La spécialisation en audit interne peut être certifiée par des formations proposées par l’IFACI ou par l’obtention de la certification CIA délivrée par l’IIA.
Outils et méthodes
L’auditeur interne utilise des méthodes normalisées, inspirées des cadres de l’IIA et de l’IFACI, tels que :
- cartographie et analyse des risques ;
- interviews, enquêtes ;
- Observation directe des processus clés ;
- Tests sur pièces et sur place ;
- Recours à des logiciels métiers spécialisés (ex. ACL Analytics, Excel, Power BI) ;
- Élaboration de rapports détaillés incluant recommandations et plans d’action.

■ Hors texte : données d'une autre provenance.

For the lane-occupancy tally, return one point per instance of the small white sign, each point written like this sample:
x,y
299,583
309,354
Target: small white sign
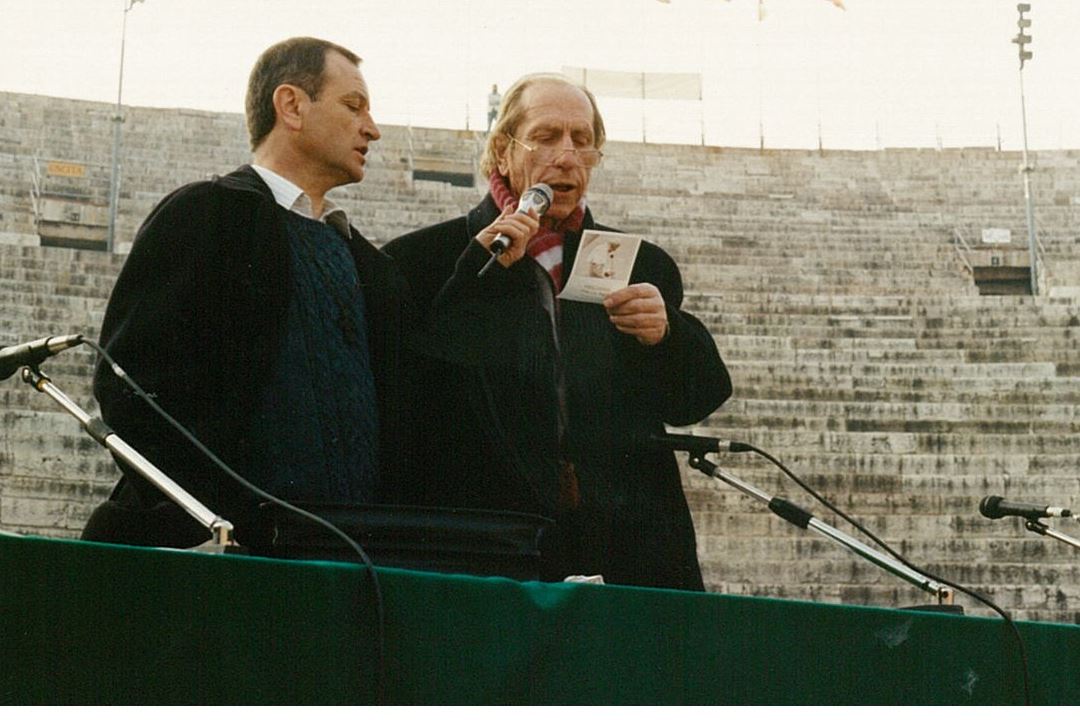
x,y
603,266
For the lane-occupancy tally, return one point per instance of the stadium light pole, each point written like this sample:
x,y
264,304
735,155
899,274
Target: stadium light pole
x,y
118,119
1022,40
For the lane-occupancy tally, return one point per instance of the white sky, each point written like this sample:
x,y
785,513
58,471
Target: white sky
x,y
881,73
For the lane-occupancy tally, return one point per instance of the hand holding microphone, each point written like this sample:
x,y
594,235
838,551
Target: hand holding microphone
x,y
510,233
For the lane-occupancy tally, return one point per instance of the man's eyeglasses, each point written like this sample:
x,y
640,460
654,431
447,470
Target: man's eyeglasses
x,y
547,154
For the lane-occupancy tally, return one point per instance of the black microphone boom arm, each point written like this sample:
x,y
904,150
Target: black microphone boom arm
x,y
799,517
219,528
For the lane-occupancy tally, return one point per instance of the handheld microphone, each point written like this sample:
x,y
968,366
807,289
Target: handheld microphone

Environnement professionnel
L’auditeur interne exerce sous la responsabilité hiérarchique de la direction générale ou du secrétariat général. Il intervient régulièrement auprès des responsables opérationnels (par exemple : directeurs de service, chefs de département, etc.). Il peut travailler dans :
- Les services centraux,
- Les préfectures,
- Les hôtels de ville,
- Les établissements publics administratifs (EPA),
- Les universités,
- Les hôpitaux publics.
Certains grands organismes, comme la Cour des comptes, l’IGF ou l’IGA, disposent également de structures d’audit et contrôle internes.

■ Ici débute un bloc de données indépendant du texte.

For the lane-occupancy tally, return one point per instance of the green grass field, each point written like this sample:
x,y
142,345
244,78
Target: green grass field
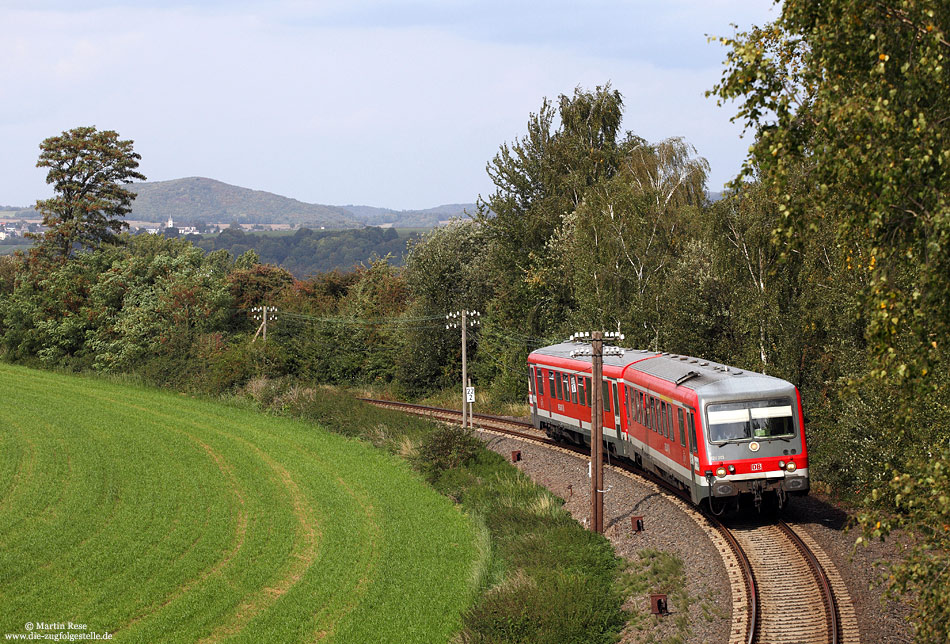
x,y
160,517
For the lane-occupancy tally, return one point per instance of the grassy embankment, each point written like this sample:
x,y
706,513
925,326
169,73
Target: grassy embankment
x,y
547,580
159,517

Déontologie et indépendance
L’indépendance et la neutralité constituent des valeurs fondamentales pour l’auditeur interne. Les chartes d’audit interne, adoptées par la plupart des organisations publiques, rappellent plusieurs engagements :
- Indépendance vis-à-vis des services audités ;
- Respect du principe de confidentialité ;
- Obligation de signalement en cas de doute sur l’impartialité ;
- Respect des principes éthiques, notamment l’intégrité et l’objectivité.
Évolution professionnelle
Après quelques années d’expérience, l’auditeur interne peut accéder à des postes à responsabilités accrues, comme :
- Responsable de mission d’audit interne,
- Chef du service de contrôle interne,
- Directeur de l’audit interne,
- Inspecteur général,
- Contrôleur de gestion.
Certains évoluent vers des fonctions transversales, notamment dans la gestion des risques, le management de projet ou le contrôle de gestion.
Organismes et réseaux
De nombreux organismes de référence accompagnent la profession :
- Institut français de l’audit et du contrôle internes,
- Institute of Internal Auditors,
- CNCC pour certaines missions mixtes,
- Association des auditeurs internes du secteur public, regroupant les praticiens du secteur public.